Sehr lange reichen die (personellen) Ressourcen in den Krankenanstalten nicht mehr. Der Anteil der Infizierten, der eine Woche bis zehn Tage später auf einer Intensivstation aufgenommen wird, war vor einigen Wochen noch bei einem Prozent, nun steigt er, da sich wieder vermehrt sehr betagte Personen infizieren. Für die kommende Woche ist eine deutliche Zunahme des Belags auf Intensivstationen zu erwarten. Gesundheitsminister Rudolf Anschober erwartet das Erreichen der Kapazitätsgrenzen für Mitte November.

Am Donnerstag schwieg sich die Regierung zur Ausgestaltung der Maßnahmen aus. Durch das neue Covid-Gesetz ist die Regierung in ihren Möglichkeiten eingeengt, Ausgangsbeschränkung können zum Beispiel nur mehr für zehn Tage erlassen werden. Es ist aber anzunehmen, dass sich die Maßnahmen, wie auch in anderen Ländern, primär auf den Freizeitsektor konzentrieren werden. Das Ziel ist, dass die Kontakthäufigkeit insgesamt deutlich abnimmt. "Schon 20 Prozent weniger bei allen Freizeitkontakten bringt im Modell sehr viel", erklärt Popper.
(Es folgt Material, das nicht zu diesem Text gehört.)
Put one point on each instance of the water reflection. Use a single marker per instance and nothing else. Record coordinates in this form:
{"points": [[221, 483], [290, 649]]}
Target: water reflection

Neben der Beschränkung der Kontaktmöglichkeiten ist die Reduktion der Übertragungswahrscheinlichkeit der zweite Bremshebel. Dazu zählen das Abstandhalten, die Händehygiene, das Lüften von Innenräumen und das Tragen eines Mund-Nasen-Schutzes. Der gesetzliche Rahmen ist dabei allerdings schon weitgehend ausgeschöpft, die Maske im öffentlichen Raum fast überall vorgeschrieben.

Schutz der Pflegeheime

Potenzial besteht beim Schutz der Krankenanstalten und Pflegeheime. In diesen kam es zuletzt vermehrt zu Clustern. Die Neos fordern mehr Tests der Beschäftigten, die Stadt Wien hatte tags davor über die Anschaffung von zwei Millionen Antigentests informiert, um alle Bewohnerinnen und Bewohner von Pflegeheimen zu testen. Gelingt es durch ständige Tests, Covid von diesen Einrichtungen fernzuhalten, könnte die Zahl der Menschen, die daran versterben, stark vermindert werden.

In Spanien verstarben bis Ende Juni 27.359 Personen in Pflegeeinrichtungen, das waren mehr als zwei Drittel aller Covid-Toten der ersten Welle. Damals waren die Testressourcen für Screenings nicht vorhanden, Antigen-Schnelltests, die zwar nicht perfekt sind, aber recht verlässlich eine hohe Infektiosität anzeigen, waren noch gar nicht entwickelt.

Welche Initiativen die Bundesregierung abseits von Kontaktbeschränkungen setzen will, ist aus der Pressekonferenz nicht hervorgegangen. Dass ein schweres Versäumnis von Politik und Behörden, nämlich das Kontaktpersonenmanagement nicht deutlich personell aufgestockt und professionalisiert zu haben, behoben werden muss, ist aber klar. Das war der wohl wichtigste Punkt in der Vorschau vom August, den sämtliche Fachleute damals genannt haben. Dazu eine Meldung von diesem Mittwoch: Die Stadt Linz teilte mit, das Contact Tracing auszubauen, von bisher 21 Personen auf 60.